Huw hastily rose and moved a chair into position as Olga approached the table. She’d come straight from the office and was still dressed for work. “Thank you,” she said gratefully as she lowered herself onto the dining chair beside Rita, who, after a momentary startled look, took the crutches and leaned them against the wall. “What a day!”
“Any problems?” Huw asked as he returned to his own seat.

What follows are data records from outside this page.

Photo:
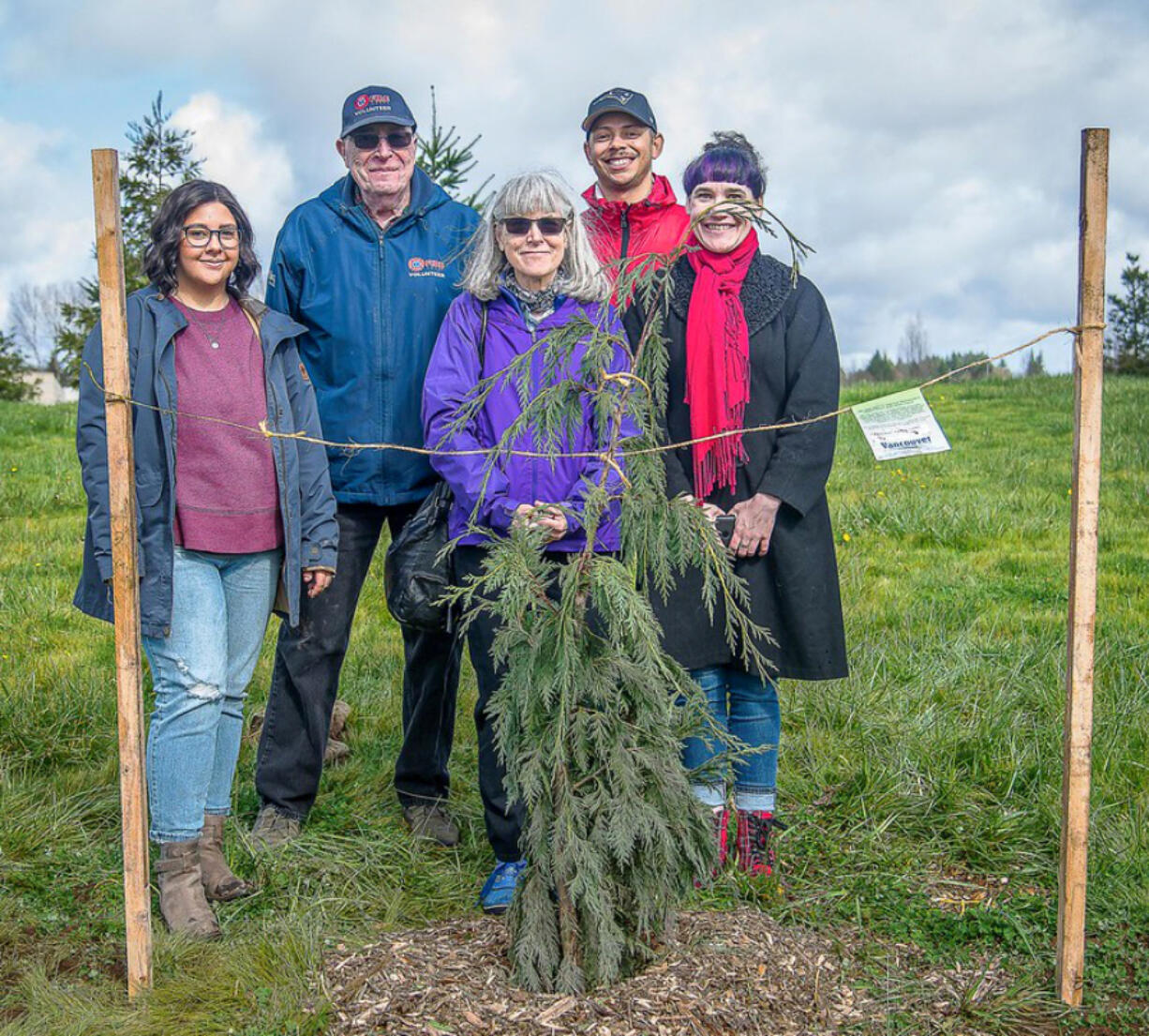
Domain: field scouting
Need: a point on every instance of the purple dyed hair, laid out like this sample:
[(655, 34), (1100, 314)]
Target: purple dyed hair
[(730, 158)]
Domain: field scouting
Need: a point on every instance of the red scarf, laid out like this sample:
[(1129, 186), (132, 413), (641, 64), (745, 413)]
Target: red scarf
[(717, 361)]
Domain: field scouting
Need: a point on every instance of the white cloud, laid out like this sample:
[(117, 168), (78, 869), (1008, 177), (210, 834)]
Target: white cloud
[(47, 223), (929, 152)]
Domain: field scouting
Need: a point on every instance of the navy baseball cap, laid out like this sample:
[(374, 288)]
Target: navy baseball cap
[(620, 99), (375, 103)]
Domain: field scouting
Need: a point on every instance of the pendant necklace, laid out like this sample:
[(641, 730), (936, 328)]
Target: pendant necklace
[(213, 339)]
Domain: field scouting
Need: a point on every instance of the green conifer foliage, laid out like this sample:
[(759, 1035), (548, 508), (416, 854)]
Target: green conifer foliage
[(160, 158), (590, 712)]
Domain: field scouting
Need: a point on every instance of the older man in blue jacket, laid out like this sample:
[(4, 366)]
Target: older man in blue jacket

“Your brother…” Olga pulled a face. Then she cleared her throat and nodded at Rita. “With all due respect, we should have this conversation some other time.”
“Problems?” Erasmus looked up.
“Nothing yet. Just the meteorology reports.” Olga’s frown deepened. “The forecast has to be just right, twice over—” She glanced sidelong at Rita. “I’ll have whatever she’s drinking, please. It’s been a long day.”
Miriam looked round the table. Soames was bringing the next course. Olga’s arrival had brought the level of classified projects in the conversation to some sort of critical mass. I need to put a stop to it, she thought. Taking a risk: “Rita, you mentioned a grandfather. Would you like to tell us about your family?”
“My family?” Rita looked startled: “But I thought you knew…”
“Please. Pretend I don’t?” Miriam managed to smile. “My mother handled the ad—everything. I don’t think I ever met your parents.” She managed not to stumble over the word. “Let alone your grandfather. Do you have any brothers or sisters?”
“Oh, sure.” Rita composed herself. Her eyes unfocused slightly as she realized she was being diverted away from a patch of conversational black ice, where she might lose her balance and fall painfully. “Okay, my parents are Franz and Emily Douglas. I’ve got a younger brother, River—also adopted—and one grandfather, Kurt, Franz’s father. Emily couldn’t have children of her own. I grew up in Boston and went to college there but while I was in college Dad’s company opened a plant in Phoenix. Mom telecommutes, so they moved—Phoenix was depressed enough that they could afford to buy two houses, one for us and one next door for Gramps, and property’s rising there again. So.” She shrugged. “I prefer the coastal cities, so I stayed in Boston for college.”